Whine and Cheese Over Books

Thanks to the Whine and Cheese Over Books club for having me as a guest last week! They gather to share book picks on Goodreads, which I’ve just joined. It’s a site full of lots of great book talk, and I’m going to pass the information along to my own book group.

My personal highlights of the evening besides being hosted at Corie’s beautiful house in the woods and enjoying a Montana evening gathered around a firepit on the patio…  was discovering how unique and yet how similar women’s gatherings can be. The Whine and Cheese Over Books club is not all that different from the group of women I meet with.

We’re connected by the similar experiences of being women knee-deep in our lives and laughing and wrestling with it in equal measure.

As a writer, the best part of the evening was hearing women quoting lines I had written and laughing together about it. I work for months alone on a novel, and to get a moment to share some of my work with just the kind of women I want for readers was a real gift… thank you!

An Iris is Better than Bling

I write women’s fiction. I’m not sure why in some circles that’s a questionable activity. I can’t imagine why I’d be writing men’s fiction, for example, or gender neutral fiction. As a woman, I’m interested in our stories. I hope everyone is fascinated by their own story (even the train-wrecky parts), and I think it follows that the stories other women carry around I’d want to hear. And, of course, write.

Paper Women

It doesn’t matter to me that the women’s stories I tell are from paper women. They’re not just words to me. In my imagination, Mara Jane Mulligan in The Do-Over, and Gwen from my next novel Back to U, live just as surely as anyone else I know well and love.

I think of the characters in my stories as beloved cousins who live in another state. We share a deep history, but I don’t get to see them very often.


But what do women’s stories have to do with iris and bling? Let me start with the iris because they are coming up all over my yard. My mother’s amber colored bearded iris, and the milky purple ones that smell like sugar are in full bloom.



They are a small part of my inheritance from her. Besides my nose and the million things mothers give to daughters, she gave me many of her stories. I know about her growing up years as an Idaho farm girl, how she met my dad, and how they spent fifty-one years together before her time came.
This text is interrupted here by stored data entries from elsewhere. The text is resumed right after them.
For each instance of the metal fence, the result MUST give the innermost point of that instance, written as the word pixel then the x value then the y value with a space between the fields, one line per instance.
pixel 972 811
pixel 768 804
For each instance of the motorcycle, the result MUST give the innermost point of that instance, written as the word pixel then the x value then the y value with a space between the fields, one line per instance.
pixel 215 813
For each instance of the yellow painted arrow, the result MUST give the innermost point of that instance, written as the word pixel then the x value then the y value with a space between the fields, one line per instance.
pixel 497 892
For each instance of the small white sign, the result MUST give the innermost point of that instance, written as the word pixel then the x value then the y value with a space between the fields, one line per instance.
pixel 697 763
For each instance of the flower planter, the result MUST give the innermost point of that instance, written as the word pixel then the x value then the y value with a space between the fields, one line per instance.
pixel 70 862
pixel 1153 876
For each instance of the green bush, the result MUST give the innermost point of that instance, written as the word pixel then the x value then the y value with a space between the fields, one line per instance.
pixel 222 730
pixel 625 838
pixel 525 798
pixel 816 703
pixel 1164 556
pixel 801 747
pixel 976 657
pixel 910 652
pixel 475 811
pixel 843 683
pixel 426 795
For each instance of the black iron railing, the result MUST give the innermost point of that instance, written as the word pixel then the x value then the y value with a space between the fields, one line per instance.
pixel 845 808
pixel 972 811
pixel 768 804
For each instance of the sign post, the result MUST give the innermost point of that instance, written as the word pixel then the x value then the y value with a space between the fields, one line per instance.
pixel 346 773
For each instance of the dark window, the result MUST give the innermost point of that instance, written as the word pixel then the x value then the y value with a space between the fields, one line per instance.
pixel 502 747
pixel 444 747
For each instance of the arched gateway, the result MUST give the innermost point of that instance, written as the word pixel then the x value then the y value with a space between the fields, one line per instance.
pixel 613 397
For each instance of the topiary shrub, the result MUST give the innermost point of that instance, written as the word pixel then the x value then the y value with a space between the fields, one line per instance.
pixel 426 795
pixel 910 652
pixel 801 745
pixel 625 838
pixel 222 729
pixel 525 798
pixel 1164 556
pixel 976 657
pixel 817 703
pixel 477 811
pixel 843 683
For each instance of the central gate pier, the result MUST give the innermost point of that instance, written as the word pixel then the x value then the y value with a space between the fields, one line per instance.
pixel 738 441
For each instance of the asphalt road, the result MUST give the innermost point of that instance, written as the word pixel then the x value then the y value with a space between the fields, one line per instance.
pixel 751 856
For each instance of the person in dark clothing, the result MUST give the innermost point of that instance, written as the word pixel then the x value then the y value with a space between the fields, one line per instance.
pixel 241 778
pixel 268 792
But there’s another iris in my garden, and this came from a woman whose story I never really got to hear. My mother’s mother died when I was one, and I know little about her. I didn’t inherit her stories, which would have been my first choice, and I didn’t inherit any bling, which would have been my third choice (I am not above jewelry, even the cheap kind), but I did inherit her iris and a story that goes along with them….
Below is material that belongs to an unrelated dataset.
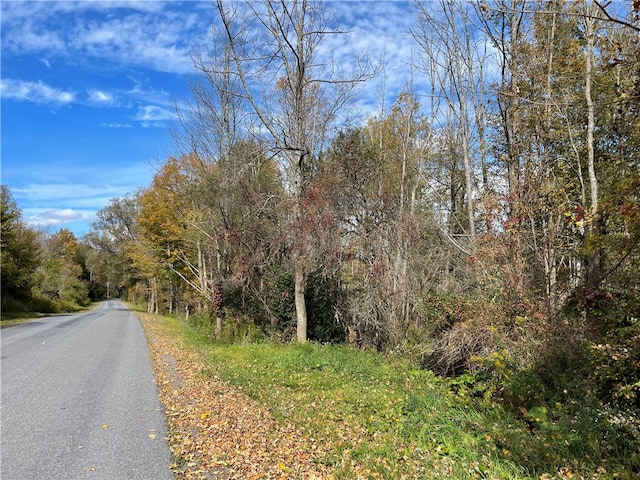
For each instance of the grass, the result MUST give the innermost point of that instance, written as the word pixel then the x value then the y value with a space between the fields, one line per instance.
pixel 379 417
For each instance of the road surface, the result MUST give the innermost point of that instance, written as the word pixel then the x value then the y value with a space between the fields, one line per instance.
pixel 79 401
The Edge of the Foundation

Years ago my mother and one of my sisters were driving through Idaho and stopped by the old farmhouse where my mom grew up. The house had long since been lost to fire, but all around the edge of the foundation, my grandmother’s iris still grew strong and lovely. My mother dug up just enough for the women in the family to each get one rhizome. Mine has multiplied to dozens and dozens of blooms I’ve divided several times and shared with women friends. And every time I enjoy their blossoms in the spring, every time I run into a friend who thanks me for the iris in her own garden, I’m grateful for women’s stories because that’s exactly how they work too.